Tuesday, August 02, 2011

Writing Reviews

Hooper, B. (2010). Writing reviews for readers' advisory. Chicago: American Library Association.

I've been poking through the professional collection at my library, which happens to reside in my office. I already reviewed "Crash Course in Reference," and now I've moved on to an area where I can use all the help I can get: reader advisory. I'm not bad at's just not an area of service that comes easily to me.

The main reason I chose this book, though, is because writing book reviews always feels like a chore to me. As a smart librarian - Kathryn Bergeron of the blog Reference Counterculture wrote recently, the reason she writes a lot of read-alike posts is because she hates doing them, and the best way to get over that hatred is to do it. I agree. I hate writing book reviews because I'm not that good at it. I will never get better unless I write more reviews. My library has a staff choices blog, and I try to write one a month. I also write a "what I've been reading" post monthly for this blog. I'd like to get better at it.

That's where this book comes in. The author is a reviewer for Booklist. He gives advice on how to write good reviews. It's a tiny book with practical advice. It's very easy to get through, and includes lots of examples. The best pieces of advice I picked up from this book are:

1. Every book review should tell the reader what the book is about and how good it is. Sounds simple, right? Here's how you do that:

2. Read critically, not just for enjoyment. Really pay attention to characters, plot, theme, setting, and writing style.

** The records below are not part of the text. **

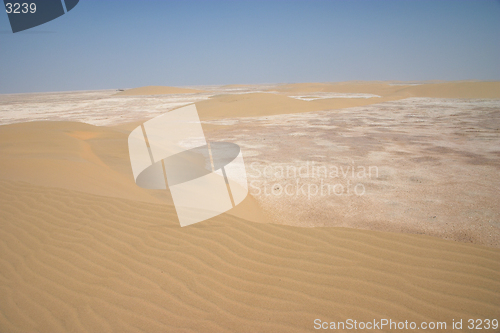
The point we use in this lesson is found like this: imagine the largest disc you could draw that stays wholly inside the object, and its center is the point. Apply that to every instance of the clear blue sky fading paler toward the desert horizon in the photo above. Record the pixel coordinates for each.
(129, 43)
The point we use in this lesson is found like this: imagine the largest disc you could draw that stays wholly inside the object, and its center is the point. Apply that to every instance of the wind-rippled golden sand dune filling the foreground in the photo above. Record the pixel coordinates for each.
(78, 262)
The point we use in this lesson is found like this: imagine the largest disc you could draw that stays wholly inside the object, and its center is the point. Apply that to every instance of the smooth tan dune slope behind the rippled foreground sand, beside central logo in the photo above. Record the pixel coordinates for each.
(82, 157)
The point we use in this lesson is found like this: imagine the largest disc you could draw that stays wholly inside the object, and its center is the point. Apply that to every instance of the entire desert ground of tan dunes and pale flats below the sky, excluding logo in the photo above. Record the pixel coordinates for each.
(85, 249)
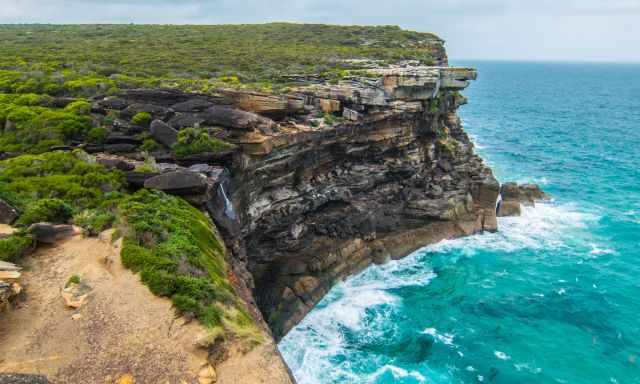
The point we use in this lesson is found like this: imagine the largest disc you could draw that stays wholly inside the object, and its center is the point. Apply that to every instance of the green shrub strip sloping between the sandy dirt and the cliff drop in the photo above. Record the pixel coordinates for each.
(173, 246)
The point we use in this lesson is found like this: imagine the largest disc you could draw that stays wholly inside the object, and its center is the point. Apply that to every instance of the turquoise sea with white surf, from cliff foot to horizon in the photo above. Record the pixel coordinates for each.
(554, 297)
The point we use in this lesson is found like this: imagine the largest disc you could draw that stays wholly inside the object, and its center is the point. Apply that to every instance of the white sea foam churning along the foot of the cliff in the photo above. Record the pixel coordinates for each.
(365, 303)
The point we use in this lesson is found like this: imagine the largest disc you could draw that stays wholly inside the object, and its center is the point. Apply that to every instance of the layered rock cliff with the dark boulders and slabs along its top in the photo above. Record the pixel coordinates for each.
(324, 180)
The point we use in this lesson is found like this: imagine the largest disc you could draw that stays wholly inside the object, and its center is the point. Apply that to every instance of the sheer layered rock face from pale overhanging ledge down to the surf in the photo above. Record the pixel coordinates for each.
(314, 204)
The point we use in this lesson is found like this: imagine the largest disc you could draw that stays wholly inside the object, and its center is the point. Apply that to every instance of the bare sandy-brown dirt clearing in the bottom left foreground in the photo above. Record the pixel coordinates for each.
(121, 329)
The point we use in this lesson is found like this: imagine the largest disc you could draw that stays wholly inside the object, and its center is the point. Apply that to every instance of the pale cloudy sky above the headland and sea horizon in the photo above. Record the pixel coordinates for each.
(598, 30)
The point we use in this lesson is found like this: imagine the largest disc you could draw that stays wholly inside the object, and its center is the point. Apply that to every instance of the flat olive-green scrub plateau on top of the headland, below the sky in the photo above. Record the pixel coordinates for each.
(83, 60)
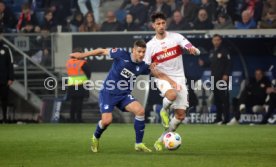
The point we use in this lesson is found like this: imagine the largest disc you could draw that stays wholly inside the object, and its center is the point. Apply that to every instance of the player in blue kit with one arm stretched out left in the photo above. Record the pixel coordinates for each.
(126, 67)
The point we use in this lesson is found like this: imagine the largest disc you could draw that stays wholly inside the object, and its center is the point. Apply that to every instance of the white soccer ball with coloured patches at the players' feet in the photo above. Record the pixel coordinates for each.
(172, 140)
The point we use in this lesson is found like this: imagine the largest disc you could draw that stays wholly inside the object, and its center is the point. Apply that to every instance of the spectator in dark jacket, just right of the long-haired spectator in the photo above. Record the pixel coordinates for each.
(111, 24)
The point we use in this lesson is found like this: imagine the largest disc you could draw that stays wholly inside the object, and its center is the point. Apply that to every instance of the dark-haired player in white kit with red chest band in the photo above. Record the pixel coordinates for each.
(165, 49)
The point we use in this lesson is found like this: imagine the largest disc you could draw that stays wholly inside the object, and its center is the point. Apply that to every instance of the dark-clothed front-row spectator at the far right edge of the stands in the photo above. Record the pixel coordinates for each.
(269, 21)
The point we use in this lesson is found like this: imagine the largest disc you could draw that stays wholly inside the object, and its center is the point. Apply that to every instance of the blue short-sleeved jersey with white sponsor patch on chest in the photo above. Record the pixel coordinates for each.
(123, 73)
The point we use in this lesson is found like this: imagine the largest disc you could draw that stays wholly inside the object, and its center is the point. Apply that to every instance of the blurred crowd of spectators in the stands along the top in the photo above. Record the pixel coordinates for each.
(133, 15)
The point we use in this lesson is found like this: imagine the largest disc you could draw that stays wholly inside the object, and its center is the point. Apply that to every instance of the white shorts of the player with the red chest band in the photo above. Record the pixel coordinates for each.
(181, 101)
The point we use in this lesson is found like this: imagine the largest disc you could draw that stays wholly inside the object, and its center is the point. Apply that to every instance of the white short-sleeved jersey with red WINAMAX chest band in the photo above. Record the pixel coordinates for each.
(167, 53)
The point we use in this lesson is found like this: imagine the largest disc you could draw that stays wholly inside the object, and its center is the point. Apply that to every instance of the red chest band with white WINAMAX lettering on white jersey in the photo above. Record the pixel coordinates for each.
(168, 54)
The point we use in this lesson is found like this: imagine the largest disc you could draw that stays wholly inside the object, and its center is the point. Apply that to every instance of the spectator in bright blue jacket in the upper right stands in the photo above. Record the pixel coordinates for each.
(247, 21)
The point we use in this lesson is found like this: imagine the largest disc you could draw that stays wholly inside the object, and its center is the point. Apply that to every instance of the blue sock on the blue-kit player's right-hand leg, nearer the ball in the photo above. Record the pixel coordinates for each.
(139, 126)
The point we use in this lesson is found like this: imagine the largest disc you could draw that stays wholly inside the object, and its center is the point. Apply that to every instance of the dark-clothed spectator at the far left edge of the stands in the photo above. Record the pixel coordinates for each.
(7, 18)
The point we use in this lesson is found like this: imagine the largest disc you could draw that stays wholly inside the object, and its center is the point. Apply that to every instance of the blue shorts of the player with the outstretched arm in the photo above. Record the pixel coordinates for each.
(108, 101)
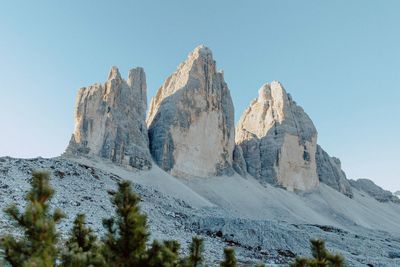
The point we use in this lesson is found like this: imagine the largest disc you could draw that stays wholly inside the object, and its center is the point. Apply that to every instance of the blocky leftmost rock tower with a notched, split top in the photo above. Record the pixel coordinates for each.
(110, 120)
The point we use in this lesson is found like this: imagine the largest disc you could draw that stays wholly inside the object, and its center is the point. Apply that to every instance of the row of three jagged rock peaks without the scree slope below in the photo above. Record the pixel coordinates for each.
(191, 128)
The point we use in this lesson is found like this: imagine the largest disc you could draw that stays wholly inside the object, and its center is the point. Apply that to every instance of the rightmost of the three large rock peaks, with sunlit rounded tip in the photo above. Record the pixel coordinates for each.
(278, 140)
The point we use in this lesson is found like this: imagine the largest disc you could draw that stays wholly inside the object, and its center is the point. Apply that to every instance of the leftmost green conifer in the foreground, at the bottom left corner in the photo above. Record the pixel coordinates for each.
(37, 246)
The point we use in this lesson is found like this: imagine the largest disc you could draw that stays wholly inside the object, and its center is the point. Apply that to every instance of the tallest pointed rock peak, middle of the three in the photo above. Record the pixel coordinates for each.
(191, 120)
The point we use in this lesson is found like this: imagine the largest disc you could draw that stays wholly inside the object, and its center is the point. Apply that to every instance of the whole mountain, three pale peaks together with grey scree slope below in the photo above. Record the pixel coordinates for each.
(265, 187)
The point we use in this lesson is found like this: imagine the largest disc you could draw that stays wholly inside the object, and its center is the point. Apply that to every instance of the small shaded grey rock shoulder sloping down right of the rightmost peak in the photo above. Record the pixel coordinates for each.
(330, 172)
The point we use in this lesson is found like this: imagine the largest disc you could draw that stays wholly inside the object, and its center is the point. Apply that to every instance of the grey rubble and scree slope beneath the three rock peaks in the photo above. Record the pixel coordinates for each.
(179, 209)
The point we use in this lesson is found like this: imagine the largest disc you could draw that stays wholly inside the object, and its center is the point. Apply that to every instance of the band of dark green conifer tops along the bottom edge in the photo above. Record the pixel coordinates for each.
(123, 245)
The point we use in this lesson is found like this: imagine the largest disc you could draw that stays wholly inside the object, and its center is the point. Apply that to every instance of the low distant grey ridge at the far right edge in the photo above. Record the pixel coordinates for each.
(374, 190)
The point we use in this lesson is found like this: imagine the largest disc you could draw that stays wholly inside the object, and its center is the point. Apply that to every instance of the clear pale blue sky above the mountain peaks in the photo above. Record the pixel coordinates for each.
(339, 59)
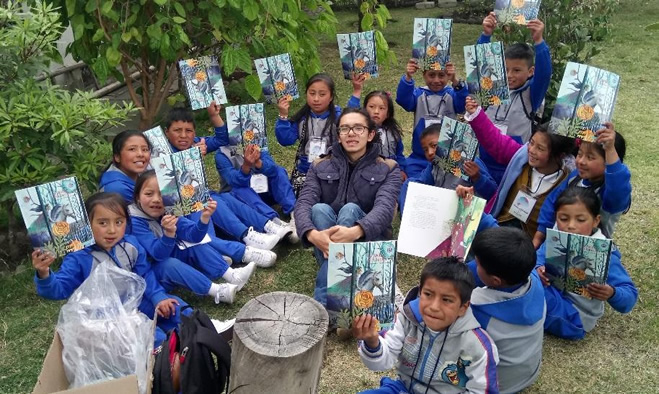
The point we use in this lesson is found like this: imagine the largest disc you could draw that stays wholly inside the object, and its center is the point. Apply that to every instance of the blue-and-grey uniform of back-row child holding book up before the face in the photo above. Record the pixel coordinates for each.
(428, 106)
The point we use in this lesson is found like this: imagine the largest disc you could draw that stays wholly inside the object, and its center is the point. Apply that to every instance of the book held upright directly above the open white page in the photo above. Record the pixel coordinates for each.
(457, 144)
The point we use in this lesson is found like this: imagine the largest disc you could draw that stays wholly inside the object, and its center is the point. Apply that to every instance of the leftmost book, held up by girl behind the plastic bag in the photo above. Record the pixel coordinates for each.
(55, 217)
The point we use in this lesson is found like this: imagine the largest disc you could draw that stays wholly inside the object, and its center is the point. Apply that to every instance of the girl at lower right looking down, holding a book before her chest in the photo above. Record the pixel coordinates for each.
(570, 315)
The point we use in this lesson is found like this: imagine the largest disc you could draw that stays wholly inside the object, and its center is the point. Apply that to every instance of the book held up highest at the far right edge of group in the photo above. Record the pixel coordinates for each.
(585, 101)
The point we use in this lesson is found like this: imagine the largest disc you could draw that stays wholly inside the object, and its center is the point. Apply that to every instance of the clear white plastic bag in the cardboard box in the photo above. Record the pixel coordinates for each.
(103, 335)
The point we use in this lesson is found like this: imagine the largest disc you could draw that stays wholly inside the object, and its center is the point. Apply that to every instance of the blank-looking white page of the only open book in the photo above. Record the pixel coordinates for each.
(428, 213)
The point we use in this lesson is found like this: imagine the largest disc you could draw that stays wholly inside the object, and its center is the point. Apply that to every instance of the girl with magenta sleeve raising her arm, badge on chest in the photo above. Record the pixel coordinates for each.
(533, 170)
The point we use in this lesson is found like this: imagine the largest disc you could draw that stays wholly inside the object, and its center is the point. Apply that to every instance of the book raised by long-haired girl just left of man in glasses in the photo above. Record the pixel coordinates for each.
(277, 78)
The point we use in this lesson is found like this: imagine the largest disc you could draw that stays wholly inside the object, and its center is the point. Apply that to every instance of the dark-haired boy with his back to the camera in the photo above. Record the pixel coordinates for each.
(509, 303)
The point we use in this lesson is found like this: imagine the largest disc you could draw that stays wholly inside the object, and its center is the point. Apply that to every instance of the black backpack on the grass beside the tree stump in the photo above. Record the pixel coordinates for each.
(194, 344)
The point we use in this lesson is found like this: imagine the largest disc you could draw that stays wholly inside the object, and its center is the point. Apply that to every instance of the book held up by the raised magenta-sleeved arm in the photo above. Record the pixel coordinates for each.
(486, 73)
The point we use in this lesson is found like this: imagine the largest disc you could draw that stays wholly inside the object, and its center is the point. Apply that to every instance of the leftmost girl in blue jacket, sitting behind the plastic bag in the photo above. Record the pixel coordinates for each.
(108, 215)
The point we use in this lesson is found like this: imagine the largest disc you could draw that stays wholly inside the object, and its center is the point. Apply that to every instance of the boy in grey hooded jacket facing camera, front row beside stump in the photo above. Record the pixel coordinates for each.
(436, 344)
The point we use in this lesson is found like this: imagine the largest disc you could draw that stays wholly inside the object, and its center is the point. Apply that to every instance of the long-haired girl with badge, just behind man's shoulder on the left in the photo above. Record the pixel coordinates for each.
(314, 125)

3. Be lively in your reviews. Use humor where appropriate. Match the mood of your review to the mood of the book.

4. Be critical, not cranky. If you have an opinion, share it. If that opinion is negative, that's ok, but be constructive and back up your point with examples. You can't just say "worst book ever" without explaining why.

5. Be generous. You can write a negative review, but if the book has any redeeming qualities, point them out.

6. Remember that you are reviewing someone else's work. They are the star here, not you. Don't overwrite and try to put the focus on yourself and your writing. Put the focus on the book. That's what the point of a book review is.